[RFC][PATCH -mm 0/5] cgroup: block device i/o controller (v9)

Vivek Goyal vgoyal at redhat.com
Thu Sep 18 06:55:13 PDT 2008


On Wed, Sep 17, 2008 at 10:47:54AM +0200, Andrea Righi wrote:
> Hirokazu Takahashi wrote:
> > Hi,
> > 
> >> TODO:
> >>
> >> * Try to push down the throttling and implement it directly in the I/O
> >>   schedulers, using bio-cgroup (http://people.valinux.co.jp/~ryov/bio-cgroup/)
> >>   to keep track of the right cgroup context. This approach could lead to more
> >>   memory consumption and increases the number of dirty pages (hard/slow to
> >>   reclaim pages) in the system, since dirty-page ratio in memory is not
> >>   limited. This could even lead to potential OOM conditions, but these problems
> >>   can be resolved directly into the memory cgroup subsystem
> >>
> >> * Handle I/O generated by kswapd: at the moment there's no control on the I/O
> >>   generated by kswapd; try to use the page_cgroup functionality of the memory
> >>   cgroup controller to track this kind of I/O and charge the right cgroup when
> >>   pages are swapped in/out
> > 
> > FYI, this also can be done with bio-cgroup, which determine the owner cgroup
> > of a given anonymous page.
> > 
> > Thanks,
> > Hirokazu Takahashi
> 
> That would be great!
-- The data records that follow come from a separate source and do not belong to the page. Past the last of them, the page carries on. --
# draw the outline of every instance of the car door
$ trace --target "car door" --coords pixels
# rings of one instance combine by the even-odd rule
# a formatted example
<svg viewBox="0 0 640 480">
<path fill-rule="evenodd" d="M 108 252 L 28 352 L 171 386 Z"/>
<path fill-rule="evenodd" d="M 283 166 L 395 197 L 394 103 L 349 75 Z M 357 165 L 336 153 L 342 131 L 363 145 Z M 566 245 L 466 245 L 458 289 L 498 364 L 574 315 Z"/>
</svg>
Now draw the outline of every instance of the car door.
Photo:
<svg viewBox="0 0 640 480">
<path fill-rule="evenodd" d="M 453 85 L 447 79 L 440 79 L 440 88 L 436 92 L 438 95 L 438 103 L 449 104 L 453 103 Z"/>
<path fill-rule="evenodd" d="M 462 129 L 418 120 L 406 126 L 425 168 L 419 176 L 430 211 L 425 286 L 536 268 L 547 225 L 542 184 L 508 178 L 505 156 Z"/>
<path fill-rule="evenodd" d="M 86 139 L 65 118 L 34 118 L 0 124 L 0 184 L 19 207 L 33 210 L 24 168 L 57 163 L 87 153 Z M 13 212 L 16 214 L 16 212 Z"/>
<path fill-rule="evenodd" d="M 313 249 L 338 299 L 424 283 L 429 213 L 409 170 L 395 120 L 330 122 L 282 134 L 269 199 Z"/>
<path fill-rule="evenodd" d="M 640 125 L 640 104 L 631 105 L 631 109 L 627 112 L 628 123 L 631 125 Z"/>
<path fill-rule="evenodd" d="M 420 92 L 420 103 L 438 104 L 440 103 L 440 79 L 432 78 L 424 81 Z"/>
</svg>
FYI here is how I would like to proceed:
> 
> - today I'll post a new version of my cgroup-io-throttle patch rebased
>   to 2.6.27-rc5-mm1 (it's well tested and seems to be stable enough).
>   To keep the things light and simpler I've implemented custom
>   get_cgroup_from_page() / put_cgroup_from_page() in the memory
>   controller to retrieve the owner of a page, holding a reference to the
>   corresponding memcg, during async writes in submit_bio(); this is not
>   probably the best way to proceed, and a more generic framework like
>   bio-cgroup sounds better, but it seems to work quite well. The only
>   problem I've found is that during swap_writepage() the page is not
>   assigned to any page_cgroup (page_get_page_cgroup() returns NULL), and
>   so I'm not able to charge the cost of this I/O operation to the right
>   cgroup. Does bio-cgroup address or even resolve this issue?
> - begin to implement a new branch of cgroup-io-throttle on top of
>   bio-cgroup
> - also start to implement an additional request queue to provide first a
>   control at the cgroup level and a dispatcher to pass the request to
>   the elevator (as suggested by Vivek)
> 

Hi Andrea,

So if we maintain and rb-tree per request queue and implement the cgroup
rules there, then that will take care of io-throttling also. (One can
control the release of bio/requests to elevator based on any kind of
rules. proportional weight/max-bandwidth).

If that's the case, I was wondering what do you mean by "begin to
implement new branch of cgroup-io-throttle" on top of bio-cgroup".